The interesting thing about awareness is that it is a real predicate. Unlike the idea of ‘being’ or existence, awareness isn’t merely the idea that X is a “thing” but that X is a concrete perceptual encounter. It has aesthetic qualities like hot or cold, loud or quiet, etc. Even the feeling of being a perceiver of X can be understood as a kind of feeling, so that we need not think of the entire universe as miniature souls as Leibniz thought (monads), but a vast exchange and development of perceptions. Beginning from there, we can see how quantitative structures could emerge from variations in aesthetic qualities and how those structures could be used as mechanical shortcuts for prediction and control, yet without ever developing additional qualities of experience on the machine level.

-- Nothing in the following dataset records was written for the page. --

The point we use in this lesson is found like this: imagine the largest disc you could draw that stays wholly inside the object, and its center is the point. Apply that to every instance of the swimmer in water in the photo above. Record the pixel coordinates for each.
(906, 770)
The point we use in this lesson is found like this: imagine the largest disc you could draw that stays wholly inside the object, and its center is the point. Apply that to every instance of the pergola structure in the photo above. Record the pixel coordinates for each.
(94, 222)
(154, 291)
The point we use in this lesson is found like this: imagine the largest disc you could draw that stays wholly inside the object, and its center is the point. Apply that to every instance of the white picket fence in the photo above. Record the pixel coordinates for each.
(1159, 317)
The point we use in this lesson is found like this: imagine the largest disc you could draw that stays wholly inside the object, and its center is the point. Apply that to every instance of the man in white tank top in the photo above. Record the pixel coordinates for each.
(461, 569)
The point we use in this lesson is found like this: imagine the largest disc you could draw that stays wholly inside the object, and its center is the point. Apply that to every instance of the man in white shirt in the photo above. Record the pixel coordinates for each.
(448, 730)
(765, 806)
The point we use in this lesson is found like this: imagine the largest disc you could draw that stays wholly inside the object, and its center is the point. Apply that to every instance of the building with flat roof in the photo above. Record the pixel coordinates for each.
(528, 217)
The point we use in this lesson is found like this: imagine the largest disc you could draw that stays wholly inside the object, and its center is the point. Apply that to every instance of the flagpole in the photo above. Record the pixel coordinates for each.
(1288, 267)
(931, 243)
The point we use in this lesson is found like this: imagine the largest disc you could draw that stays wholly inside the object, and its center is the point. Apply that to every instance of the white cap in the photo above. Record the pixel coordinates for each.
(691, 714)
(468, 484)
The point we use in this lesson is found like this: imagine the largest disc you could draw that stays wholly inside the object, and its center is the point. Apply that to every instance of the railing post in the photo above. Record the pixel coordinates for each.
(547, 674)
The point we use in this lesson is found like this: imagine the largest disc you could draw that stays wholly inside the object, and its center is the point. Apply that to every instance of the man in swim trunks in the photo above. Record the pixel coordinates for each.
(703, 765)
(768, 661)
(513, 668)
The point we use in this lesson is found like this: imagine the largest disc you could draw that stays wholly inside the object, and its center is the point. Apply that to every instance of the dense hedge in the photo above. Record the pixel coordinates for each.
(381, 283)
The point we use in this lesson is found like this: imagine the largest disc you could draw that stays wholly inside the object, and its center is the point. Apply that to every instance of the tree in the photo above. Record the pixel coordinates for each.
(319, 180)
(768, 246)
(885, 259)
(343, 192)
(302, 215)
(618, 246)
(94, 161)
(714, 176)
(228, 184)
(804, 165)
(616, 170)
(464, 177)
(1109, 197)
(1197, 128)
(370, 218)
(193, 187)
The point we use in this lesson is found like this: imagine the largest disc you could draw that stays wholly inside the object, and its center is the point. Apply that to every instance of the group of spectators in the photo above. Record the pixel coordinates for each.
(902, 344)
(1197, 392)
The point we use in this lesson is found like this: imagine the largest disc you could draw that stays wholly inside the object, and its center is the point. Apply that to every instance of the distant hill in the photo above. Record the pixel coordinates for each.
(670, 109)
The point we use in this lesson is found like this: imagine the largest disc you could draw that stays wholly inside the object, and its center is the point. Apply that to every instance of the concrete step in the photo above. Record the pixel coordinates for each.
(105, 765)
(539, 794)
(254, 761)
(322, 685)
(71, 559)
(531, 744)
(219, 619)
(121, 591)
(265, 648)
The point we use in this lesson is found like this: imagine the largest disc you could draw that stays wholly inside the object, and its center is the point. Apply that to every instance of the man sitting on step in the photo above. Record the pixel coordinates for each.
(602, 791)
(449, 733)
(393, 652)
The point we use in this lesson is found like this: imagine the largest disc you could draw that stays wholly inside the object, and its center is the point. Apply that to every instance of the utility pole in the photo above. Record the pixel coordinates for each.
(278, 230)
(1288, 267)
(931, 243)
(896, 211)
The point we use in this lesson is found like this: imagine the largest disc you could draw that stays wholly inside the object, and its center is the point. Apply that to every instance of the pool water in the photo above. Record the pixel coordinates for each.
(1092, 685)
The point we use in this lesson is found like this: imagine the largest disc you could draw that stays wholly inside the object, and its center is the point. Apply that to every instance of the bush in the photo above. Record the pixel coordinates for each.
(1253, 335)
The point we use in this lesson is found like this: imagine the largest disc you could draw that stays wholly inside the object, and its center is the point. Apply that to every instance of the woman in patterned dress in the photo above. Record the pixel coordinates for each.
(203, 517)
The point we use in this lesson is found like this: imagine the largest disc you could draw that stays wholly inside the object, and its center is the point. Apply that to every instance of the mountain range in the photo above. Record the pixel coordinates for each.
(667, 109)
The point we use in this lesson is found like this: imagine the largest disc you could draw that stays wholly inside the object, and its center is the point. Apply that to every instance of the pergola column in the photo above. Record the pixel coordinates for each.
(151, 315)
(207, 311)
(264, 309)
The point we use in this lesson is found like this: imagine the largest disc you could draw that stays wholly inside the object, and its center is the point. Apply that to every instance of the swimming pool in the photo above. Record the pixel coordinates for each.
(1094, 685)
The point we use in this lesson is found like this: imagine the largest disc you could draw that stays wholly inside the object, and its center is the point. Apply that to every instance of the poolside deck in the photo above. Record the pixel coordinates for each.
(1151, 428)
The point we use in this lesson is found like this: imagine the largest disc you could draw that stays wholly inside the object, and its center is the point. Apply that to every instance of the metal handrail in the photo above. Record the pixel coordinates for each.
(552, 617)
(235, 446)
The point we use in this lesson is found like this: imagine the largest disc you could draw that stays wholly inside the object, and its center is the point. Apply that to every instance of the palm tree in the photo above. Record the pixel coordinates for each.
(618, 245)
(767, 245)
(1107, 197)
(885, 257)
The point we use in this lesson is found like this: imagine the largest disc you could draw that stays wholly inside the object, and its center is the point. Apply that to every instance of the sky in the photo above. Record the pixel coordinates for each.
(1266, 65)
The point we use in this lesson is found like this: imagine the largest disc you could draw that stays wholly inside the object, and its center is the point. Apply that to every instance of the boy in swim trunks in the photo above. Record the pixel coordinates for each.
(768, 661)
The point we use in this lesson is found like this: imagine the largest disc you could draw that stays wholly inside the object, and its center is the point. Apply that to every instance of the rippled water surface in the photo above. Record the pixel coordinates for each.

Searle’s Chinese Room and the other Symbol Grounding arguments are attempts to bring Kant and Berkeley’s insights into artificial intelligence. They show how a computer can function on a syntactic level, passing recorded relations of data back and forth, without having any higher level understanding. There doesn’t appear to be any special level of sophistication at which a machine that is built to imitate functions of the mind becomes a genuine experience of its own. As long as we look for a magic formula to create a ‘being’, we are making the mistake of confusing a ‘dozen’ with a thing that can be built out of eggs.